Restrictive lung disease refers to a group of thoracic deformities that result in inefficient coupling between the respiratory muscles and the thoracic cage.

Restrictive lung diseases, on the other hand, mean the lungs are unable to fully expand, so they limit the amount of oxygen taken in during inhalation. This limitation also restricts what can be exhaled when compared to an average person.

Restrictive lung diseases cause a decreased lung capacity or volume, so a person’s breathing rate often increases to meet their oxygen demands.

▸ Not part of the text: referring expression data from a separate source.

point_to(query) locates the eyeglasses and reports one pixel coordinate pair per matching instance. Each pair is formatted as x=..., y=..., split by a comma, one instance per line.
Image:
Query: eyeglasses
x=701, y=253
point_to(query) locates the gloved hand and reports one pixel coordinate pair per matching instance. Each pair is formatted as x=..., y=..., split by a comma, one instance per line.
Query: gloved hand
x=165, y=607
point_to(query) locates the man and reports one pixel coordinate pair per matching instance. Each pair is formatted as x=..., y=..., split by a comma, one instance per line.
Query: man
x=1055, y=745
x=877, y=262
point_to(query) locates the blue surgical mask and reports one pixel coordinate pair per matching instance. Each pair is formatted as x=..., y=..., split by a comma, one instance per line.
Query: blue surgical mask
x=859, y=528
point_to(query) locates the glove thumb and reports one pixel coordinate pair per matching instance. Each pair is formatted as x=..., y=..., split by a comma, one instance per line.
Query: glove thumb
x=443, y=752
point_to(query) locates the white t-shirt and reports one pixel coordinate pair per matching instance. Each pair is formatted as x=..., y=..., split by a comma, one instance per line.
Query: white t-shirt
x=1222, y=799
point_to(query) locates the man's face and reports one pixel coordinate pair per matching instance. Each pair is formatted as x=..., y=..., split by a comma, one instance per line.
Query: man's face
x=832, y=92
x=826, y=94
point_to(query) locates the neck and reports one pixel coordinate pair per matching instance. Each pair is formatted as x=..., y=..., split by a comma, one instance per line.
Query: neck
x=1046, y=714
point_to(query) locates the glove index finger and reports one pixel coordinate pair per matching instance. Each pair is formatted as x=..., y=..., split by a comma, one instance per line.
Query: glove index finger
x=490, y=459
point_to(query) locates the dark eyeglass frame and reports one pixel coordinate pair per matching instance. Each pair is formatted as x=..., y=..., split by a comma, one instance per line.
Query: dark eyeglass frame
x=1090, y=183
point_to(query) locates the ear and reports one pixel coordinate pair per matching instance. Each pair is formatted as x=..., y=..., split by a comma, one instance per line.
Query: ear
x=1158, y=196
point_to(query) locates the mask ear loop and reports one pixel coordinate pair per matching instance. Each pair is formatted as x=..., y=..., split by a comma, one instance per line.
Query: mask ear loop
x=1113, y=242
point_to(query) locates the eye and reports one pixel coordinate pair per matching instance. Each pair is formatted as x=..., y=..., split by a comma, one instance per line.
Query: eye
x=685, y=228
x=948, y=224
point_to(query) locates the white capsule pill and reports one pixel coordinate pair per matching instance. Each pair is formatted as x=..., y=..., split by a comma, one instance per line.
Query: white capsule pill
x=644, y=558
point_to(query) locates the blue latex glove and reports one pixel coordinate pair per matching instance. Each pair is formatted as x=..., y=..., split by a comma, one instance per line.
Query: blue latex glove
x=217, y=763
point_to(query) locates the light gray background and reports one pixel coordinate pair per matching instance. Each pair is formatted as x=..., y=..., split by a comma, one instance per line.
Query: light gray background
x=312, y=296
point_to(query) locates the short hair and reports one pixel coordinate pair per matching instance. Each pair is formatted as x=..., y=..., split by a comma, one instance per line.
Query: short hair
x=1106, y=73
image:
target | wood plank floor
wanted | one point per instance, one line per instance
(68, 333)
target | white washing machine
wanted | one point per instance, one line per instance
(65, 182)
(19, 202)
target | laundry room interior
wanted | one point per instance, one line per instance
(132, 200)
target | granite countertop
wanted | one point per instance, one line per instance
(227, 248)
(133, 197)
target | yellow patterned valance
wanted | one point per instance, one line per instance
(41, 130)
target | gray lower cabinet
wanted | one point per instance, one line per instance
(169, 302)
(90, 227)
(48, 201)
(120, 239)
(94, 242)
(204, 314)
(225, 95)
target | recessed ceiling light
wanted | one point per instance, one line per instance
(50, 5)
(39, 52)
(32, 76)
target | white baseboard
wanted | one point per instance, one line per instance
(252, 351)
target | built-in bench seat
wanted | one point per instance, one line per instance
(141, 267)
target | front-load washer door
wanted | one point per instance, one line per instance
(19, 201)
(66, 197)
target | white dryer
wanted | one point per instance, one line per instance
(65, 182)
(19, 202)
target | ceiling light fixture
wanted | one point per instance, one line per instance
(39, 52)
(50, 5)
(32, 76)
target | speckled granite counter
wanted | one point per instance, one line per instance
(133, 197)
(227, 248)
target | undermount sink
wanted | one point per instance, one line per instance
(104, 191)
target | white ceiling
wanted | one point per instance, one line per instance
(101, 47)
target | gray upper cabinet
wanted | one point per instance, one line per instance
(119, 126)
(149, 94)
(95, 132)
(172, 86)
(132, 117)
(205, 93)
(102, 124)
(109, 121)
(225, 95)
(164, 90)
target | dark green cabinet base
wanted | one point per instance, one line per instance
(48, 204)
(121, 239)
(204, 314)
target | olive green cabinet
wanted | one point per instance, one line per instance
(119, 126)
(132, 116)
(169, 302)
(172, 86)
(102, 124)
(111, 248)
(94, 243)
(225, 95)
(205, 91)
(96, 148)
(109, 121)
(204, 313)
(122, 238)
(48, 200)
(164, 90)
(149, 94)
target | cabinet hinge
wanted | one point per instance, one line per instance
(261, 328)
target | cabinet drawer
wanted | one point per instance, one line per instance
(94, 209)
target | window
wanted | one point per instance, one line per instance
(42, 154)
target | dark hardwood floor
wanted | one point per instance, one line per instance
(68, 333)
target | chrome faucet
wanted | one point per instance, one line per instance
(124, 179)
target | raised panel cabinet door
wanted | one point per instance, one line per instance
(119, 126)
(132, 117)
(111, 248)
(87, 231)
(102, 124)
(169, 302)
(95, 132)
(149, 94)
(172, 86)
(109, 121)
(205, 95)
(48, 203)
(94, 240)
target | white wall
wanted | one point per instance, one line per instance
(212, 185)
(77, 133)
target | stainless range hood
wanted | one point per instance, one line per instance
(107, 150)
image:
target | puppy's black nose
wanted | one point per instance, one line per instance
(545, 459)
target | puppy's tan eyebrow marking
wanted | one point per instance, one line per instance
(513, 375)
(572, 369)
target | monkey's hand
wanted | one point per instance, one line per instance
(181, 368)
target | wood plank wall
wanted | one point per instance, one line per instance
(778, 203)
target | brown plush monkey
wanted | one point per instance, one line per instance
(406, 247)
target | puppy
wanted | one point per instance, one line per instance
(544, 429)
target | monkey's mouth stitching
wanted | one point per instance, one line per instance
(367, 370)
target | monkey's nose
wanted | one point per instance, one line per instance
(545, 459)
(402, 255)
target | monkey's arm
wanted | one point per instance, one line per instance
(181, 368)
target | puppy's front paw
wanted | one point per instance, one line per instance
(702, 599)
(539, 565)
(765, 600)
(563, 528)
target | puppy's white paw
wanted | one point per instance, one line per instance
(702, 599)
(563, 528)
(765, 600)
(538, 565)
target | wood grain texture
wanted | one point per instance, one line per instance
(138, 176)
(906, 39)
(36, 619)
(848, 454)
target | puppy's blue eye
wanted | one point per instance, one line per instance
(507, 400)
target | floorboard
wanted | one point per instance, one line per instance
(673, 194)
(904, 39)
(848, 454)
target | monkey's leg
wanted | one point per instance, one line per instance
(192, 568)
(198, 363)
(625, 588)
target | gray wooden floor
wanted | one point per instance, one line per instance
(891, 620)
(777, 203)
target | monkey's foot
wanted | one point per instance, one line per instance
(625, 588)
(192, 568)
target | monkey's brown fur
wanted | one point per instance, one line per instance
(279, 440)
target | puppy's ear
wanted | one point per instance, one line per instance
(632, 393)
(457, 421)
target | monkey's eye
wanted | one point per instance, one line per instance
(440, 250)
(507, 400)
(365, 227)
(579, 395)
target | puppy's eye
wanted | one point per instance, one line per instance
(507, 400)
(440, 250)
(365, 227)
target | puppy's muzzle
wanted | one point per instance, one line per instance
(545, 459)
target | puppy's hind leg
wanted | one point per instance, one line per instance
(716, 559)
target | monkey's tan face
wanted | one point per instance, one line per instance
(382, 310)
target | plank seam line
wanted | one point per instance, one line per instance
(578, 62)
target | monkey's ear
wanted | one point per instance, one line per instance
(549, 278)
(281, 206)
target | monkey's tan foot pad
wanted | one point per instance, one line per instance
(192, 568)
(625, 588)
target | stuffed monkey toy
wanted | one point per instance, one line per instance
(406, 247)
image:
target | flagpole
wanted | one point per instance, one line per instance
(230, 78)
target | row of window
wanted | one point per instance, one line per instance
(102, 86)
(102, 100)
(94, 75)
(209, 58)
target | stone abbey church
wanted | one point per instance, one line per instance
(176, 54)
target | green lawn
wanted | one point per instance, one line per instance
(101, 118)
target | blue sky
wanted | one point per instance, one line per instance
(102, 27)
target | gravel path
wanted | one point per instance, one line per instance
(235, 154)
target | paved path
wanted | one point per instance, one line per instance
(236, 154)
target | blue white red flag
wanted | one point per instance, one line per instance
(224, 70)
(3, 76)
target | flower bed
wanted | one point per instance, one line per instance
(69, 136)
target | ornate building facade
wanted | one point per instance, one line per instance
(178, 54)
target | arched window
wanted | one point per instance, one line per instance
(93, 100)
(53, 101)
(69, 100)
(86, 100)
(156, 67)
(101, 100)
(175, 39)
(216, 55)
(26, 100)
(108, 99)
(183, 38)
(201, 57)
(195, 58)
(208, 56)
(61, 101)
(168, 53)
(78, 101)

Most restrictive lung diseases are progressive, meaning they worsen over time.

 

Chest Wall Plural Disease

Chest wall disorders are a group of thoracic deformities that result in inefficient coupling between the respiratory muscles and the thoracic cage. The disorders are usually characterised by a restrictive defect and share the potential of long term hypercapnic respiratory failure.

Neuromuscular Disease

Neuromuscular disorders affect the nerves that control voluntary muscles and the nerves that communicate sensory information back to the brain. Nerve cells (neurons) send and receive electrical messages to and from the body to help control voluntary muscles. When the neurons become unhealthy or die, communication between the nervous system and muscles breaks down. As a result, muscles weaken and waste away (atrophy).

Fibrotic Lung Disease

The word “pulmonary” means lung and the word “fibrosis” means scar tissue— similar to scars that you may have on your skin from an old injury or surgery. So, in its simplest sense, pulmonary fibrosis (PF) means scarring in the lungs. Over time, the scar tissue can destroy the normal lung and make it hard for oxygen to get into your blood. Low oxygen levels (and the stiff scar tissue itself) can cause you to feel short of breath, particularly when walking and exercising. Pulmonary fibrosis isn’t just one disease. It is a family of more than 200 different lung diseases that all look very much alike. The PF family of lung diseases falls into an even larger group of diseases called the interstitial lung diseases (also known as ILD), which includes all of the diseases that have inflammation and/or scarring in the lung. Some interstitial lung diseases don’t include scar tissue. When an interstitial lung disease does include scar tissue in the lung, we call it pulmonary fibrosis.